She Sells Seychelles
We chose Sainte Anne Resort and Spa as a base for the start and finish of our island-hopping adventure put together by the brilliant people at Quintessentially Travel. Close to the airport but still on its own little island, ten minutes by boat from Mahé, the resort is currently undergoing a five-star makeover courtesy of general manager Herve Duboscq, who, so far, has introduced some Eastern-style ornamental pools and a chic romantic restaurant called Le Robinson situated on the far side of the island.
No nips or tucks necessary in Sainte Anne’s botanical garden however. Here, you can track down one of the world’s most elusive nuts: the coco du mer. About the size of a rubber ring, it is shaped like a female bottom with a saucy little patch of hair at the base. It’s quite the most comical nut you’ll ever see and something of a mystery, not just because of its size and appearance but also because, as yet, no one has found a use for it. You can’t eat it, you can’t crush it for oil and, beyond reinventing it as a rather clumsy doorstopper, it has zero practical application other than providing a silhouette for a stamp in your passport when you exit the country. Try to sneak a coco du mer out of the Seychelles and you’ll be locked up for 15 years. Rather, pick up a replica at the market in Victoria while you load up on white chillies, cinnamon quills and fresh vanilla.
A 15-minute hop from the mainland by helicopter lies North Island. Here, the basic concept of a hotel goes straight out the window. There are no menus, no cocktail lists, no pre-planned excursions, no breakfast times, no dress codes, nothing to sign after you order something from the bar – just pure, unadulterated island living.
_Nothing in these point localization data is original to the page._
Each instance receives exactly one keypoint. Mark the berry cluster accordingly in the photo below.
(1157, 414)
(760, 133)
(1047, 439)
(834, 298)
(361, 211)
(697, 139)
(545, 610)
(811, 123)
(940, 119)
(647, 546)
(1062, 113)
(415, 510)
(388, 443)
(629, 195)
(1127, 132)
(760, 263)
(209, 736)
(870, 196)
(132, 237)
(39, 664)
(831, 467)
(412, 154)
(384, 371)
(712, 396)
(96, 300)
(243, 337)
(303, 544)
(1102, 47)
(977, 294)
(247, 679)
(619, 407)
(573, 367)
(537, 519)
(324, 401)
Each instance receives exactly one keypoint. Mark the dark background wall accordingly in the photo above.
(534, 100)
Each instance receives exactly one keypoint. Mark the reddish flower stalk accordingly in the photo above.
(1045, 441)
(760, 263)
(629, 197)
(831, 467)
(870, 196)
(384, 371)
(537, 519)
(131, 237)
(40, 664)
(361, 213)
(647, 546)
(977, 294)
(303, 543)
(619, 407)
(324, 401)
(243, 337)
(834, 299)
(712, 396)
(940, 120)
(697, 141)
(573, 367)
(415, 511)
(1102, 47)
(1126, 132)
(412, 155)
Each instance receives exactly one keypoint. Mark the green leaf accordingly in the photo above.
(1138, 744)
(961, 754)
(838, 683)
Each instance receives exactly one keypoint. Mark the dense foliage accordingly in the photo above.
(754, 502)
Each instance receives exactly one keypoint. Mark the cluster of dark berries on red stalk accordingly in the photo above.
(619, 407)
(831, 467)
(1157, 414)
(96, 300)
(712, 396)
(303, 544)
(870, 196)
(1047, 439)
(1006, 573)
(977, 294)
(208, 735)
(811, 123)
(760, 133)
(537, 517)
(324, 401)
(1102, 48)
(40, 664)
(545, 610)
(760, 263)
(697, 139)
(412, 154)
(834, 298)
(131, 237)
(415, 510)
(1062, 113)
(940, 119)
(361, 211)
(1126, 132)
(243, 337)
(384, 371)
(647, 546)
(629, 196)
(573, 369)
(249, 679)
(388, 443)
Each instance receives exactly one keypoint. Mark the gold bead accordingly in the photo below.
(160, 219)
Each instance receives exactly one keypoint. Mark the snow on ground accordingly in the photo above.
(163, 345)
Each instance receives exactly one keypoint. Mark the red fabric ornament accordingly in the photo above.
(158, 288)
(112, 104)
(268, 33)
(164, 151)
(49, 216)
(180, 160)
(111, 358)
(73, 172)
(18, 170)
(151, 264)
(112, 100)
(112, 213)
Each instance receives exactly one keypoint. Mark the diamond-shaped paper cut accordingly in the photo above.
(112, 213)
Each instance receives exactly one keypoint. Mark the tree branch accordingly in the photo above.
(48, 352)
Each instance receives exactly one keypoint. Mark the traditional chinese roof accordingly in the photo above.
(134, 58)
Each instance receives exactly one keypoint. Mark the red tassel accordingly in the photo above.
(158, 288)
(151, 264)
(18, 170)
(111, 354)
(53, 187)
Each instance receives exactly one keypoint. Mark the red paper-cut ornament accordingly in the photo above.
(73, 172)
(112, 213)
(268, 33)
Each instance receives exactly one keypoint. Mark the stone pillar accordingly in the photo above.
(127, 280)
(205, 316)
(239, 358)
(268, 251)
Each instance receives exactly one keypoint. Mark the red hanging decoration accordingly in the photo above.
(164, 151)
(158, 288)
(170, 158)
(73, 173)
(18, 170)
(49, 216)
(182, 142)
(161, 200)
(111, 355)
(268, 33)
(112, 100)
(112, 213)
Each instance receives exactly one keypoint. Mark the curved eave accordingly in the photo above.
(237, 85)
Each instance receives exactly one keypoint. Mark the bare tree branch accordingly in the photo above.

At North, the sands shift depending on the tides, so there’s no knowing if your villa (one of only 11) will have a giant yawning expanse of sand in front of it when you arrive or a thin smidgen of white, such is the ethos of not interfering with nature. And it doesn’t really matter either way anyhow.
When Wilderness Safaris bought the property in 1997, it was in a terrible state, over-run with rats and other non-indigenous life. Previously run as a coconut farm with more than 70,000 trees, the company went bust and the place was abandoned. It took seven years to fully rehabilitate the island exterminating animals and reintroducing endemic species, all overseen by former UN volunteer, Linda Vanherck, the island’s resident biologist. After 300 years of pirates and Arab traders littering the place with flora and fauna that shouldn’t be there, her job is to return the island to its original form using clues from old ship’s journals dating back to 1800. Hence the arrival of 20 enormous Aldabra tortoises (all unwanted pets donated from Mahé) which roam the island and take every opportunity to nibble on the grass around your private pool. Other native reintroductions include blue pigeons, white-eyes, black mud terrapins, takamaka trees, vanilla orchids, coco du mer, six types of palms to name but a few. Flown in by helicopter or shipped over Ark-style two by two, the people at North are fully aware that they are playing God.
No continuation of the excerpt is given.